Mat1 and mat2 must have the same dtype, but got Double and Float

Hi,

this is driving me insane, I litteraly tried everything

class MyModel(nn.Module):
    def __init__(self, input_size, hidden_size, output_size):
        super(MyModel, self).__init__()
        #self.embedding = nn.Embedding(input_size, hidden_size)  # Step 4: Embedding Layer
        self.input = nn.Linear(input_size,hidden_size)
        self.fc = nn.Linear(hidden_size, output_size)
        self.sigmoid = nn.Sigmoid()

        #self.fc.weight.data = self.fc.weight.data.double()
        #self.fc.bias.data = self.fc.bias.data.double()
    
    def forward(self, x):
        # Convert input to tensor with data type int64
        x_padded = pad_sequence(x, batch_first=True, padding_value=0)#.double()  # Ensure dtype matches model weights
        #embedded = self.embedding(x_padded)
        #embedded_avg = torch.mean(embedded, dim=1)
        output = self.input(x_padded) **>>>>>>>> error here**
        return torch.sigmoid(output)

can someone end my misery ?
and please tell me what to check to avoid this in the future ?

thanks

Check which dtype x_padded and self.input.weight have and make sure they are equal.
Based on the code snippet and the commented lines of code I would guess x_padded might be a DoubleTensor while the model’s parameters (and thus also self.input) would be FloatTensors.
If so, use output = self.input(x_padded.float()) or transform the input to .float() beforehand.

thanks
btw what is most used, floats or doubles ?

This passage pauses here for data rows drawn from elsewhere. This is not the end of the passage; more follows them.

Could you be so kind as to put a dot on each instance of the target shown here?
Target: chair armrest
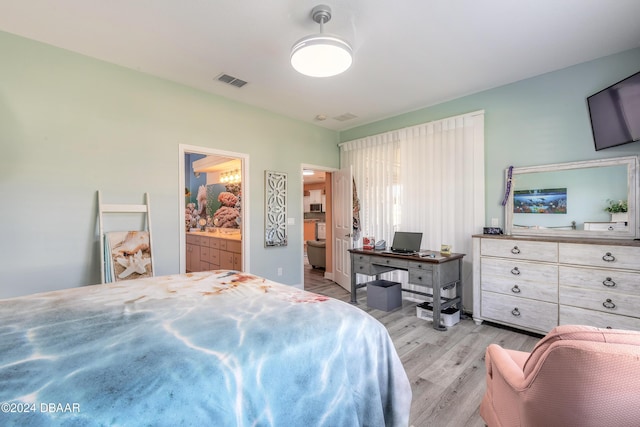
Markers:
(506, 364)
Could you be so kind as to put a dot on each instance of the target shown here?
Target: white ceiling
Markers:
(409, 54)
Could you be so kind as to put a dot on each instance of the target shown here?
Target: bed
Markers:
(219, 348)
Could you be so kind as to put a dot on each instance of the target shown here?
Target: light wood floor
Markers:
(446, 369)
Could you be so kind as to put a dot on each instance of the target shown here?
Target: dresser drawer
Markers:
(605, 301)
(520, 249)
(521, 312)
(520, 278)
(580, 316)
(621, 282)
(608, 256)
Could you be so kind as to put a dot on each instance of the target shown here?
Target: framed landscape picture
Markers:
(540, 201)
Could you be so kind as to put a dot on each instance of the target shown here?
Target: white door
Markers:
(342, 188)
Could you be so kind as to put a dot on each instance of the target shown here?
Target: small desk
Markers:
(437, 272)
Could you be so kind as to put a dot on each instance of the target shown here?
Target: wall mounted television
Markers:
(615, 113)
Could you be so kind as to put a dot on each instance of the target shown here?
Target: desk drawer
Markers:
(530, 314)
(389, 262)
(421, 277)
(363, 268)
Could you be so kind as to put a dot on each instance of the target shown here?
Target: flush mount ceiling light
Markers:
(321, 55)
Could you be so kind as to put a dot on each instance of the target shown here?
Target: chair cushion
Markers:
(579, 333)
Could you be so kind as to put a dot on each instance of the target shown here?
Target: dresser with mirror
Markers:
(564, 259)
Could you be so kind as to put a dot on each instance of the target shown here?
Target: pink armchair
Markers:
(575, 376)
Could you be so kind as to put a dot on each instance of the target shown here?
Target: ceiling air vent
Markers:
(233, 81)
(344, 117)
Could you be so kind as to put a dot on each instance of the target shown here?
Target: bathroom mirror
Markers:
(570, 199)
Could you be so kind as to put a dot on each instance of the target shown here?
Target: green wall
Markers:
(71, 125)
(536, 121)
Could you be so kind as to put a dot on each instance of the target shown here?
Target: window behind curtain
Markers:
(427, 178)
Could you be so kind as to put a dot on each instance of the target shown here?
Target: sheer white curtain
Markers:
(427, 178)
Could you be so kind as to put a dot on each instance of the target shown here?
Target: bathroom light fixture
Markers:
(321, 55)
(230, 176)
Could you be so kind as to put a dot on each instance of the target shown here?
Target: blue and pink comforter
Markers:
(217, 348)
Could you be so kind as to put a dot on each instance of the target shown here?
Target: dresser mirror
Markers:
(570, 199)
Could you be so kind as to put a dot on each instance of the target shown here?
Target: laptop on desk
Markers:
(406, 243)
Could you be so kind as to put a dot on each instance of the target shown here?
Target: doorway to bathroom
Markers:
(214, 195)
(317, 219)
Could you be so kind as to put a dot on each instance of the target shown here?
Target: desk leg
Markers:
(436, 300)
(353, 283)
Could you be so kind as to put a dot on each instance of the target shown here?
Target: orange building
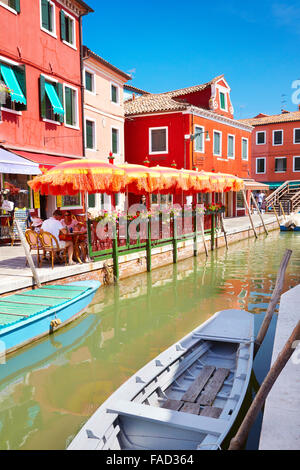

float32 is the standard dtype in PyTorch.

also why when I create a tensor from an array of 8 floats, it creates a tensor of 6 floats with totaly unrelated values ?

I then get : mat1 and mat2 shapes cannot be multiplied (8x6 and 8x8)

my Dataset _ getitem _ function returns an array of 8 floats (and a label)

Could you post a minimal and executable code snippet to reproduce the issue?

here you go

import time
import gensim.downloader as api
import torch
import torch.nn as nn
import torch.optim as optim
from torch.utils.data import Dataset, DataLoader
from torch.nn.utils.rnn import pad_sequence
import re
import random

class MyDataset(Dataset):
    def __init__(self, file_path):
        self.data = []
        self.input_size = 0
        for i in range(0,10):
            label = random.randint(0, 1)
            encoded_text = [random.uniform(0.0, 1.0) for _ in range(8)]
            self.data.append((encoded_text, label))
            self.input_size = len(encoded_text) if self.input_size < len(encoded_text) else self.input_size
        
        # Pad each sequence in self.data with zeros to match the maximum sequence length
        for i in range(len(self.data)):
            delta = self.input_size - len(self.data[i][0])
            for j in range(delta):
                self.data[i][0].append(0)
   
    def __len__(self):
        return len(self.data)
    
    def __getitem__(self, idx):
        text, label = self.data[idx]
        return text, label

class MyModel(nn.Module):
    def __init__(self, input_size, hidden_size, output_size):
        super(MyModel, self).__init__()
        #self.embedding = nn.Embedding(input_size, hidden_size)  # Step 4: Embedding Layer
        self.input = nn.Linear(input_size,hidden_size)
        self.fc = nn.Linear(hidden_size, output_size)
        self.sigmoid = nn.Sigmoid()

        #self.fc.weight.data = self.fc.weight.data.double()
        #self.fc.bias.data = self.fc.bias.data.double()
    
    def forward(self, x):
        # Convert input to tensor with data type int64
        x_padded = pad_sequence(x, batch_first=True, padding_value=0).float()  # Ensure dtype matches model weights
        #embedded = self.embedding(x_padded)
        #embedded_avg = torch.mean(embedded, dim=1)
        output = self.input(x_padded)
        return torch.sigmoid(output)

def train_model(model, train_loader, criterion, optimizer, num_epochs):
    for epoch in range(num_epochs):
        for inputs, labels in train_loader:

            # Forward pass
            outputs = model(inputs)
            
            batch_size = outputs.size(0)
            loss = criterion(outputs, labels.float().unsqueeze(1)[:batch_size])  # Adjust for BCEWithLogitsLoss
            
            # Backward pass and optimization
            optimizer.zero_grad()
            loss.backward()
            optimizer.step()


if __name__ == "__main__":
    # Define hyperparameters
    hidden_size = 8  # Embedding size (word vector size)
    output_size = 1  # Binary classification (use auto-completion or not)
    learning_rate = 0.001
    num_epochs = 10
    
    # Instantiate the dataset to determine the maximum tokens and input size
    dataset = MyDataset("training.txt")
    train_loader = DataLoader(dataset, batch_size=64, shuffle=True)
    
    input_size = dataset.input_size
    
    # Initialize model, loss function, and optimizer
    model = MyModel(input_size, hidden_size, output_size)
    criterion = nn.BCEWithLogitsLoss()
    optimizer = optim.Adam(model.parameters(), lr=learning_rate)
    train_model(model, train_loader, criterion, optimizer, num_epochs)

    try:
        while True:
            time.sleep(1)
    except KeyboardInterrupt:
        pass

Your code snippet depends on a dataset unfortunately and is thus not executable.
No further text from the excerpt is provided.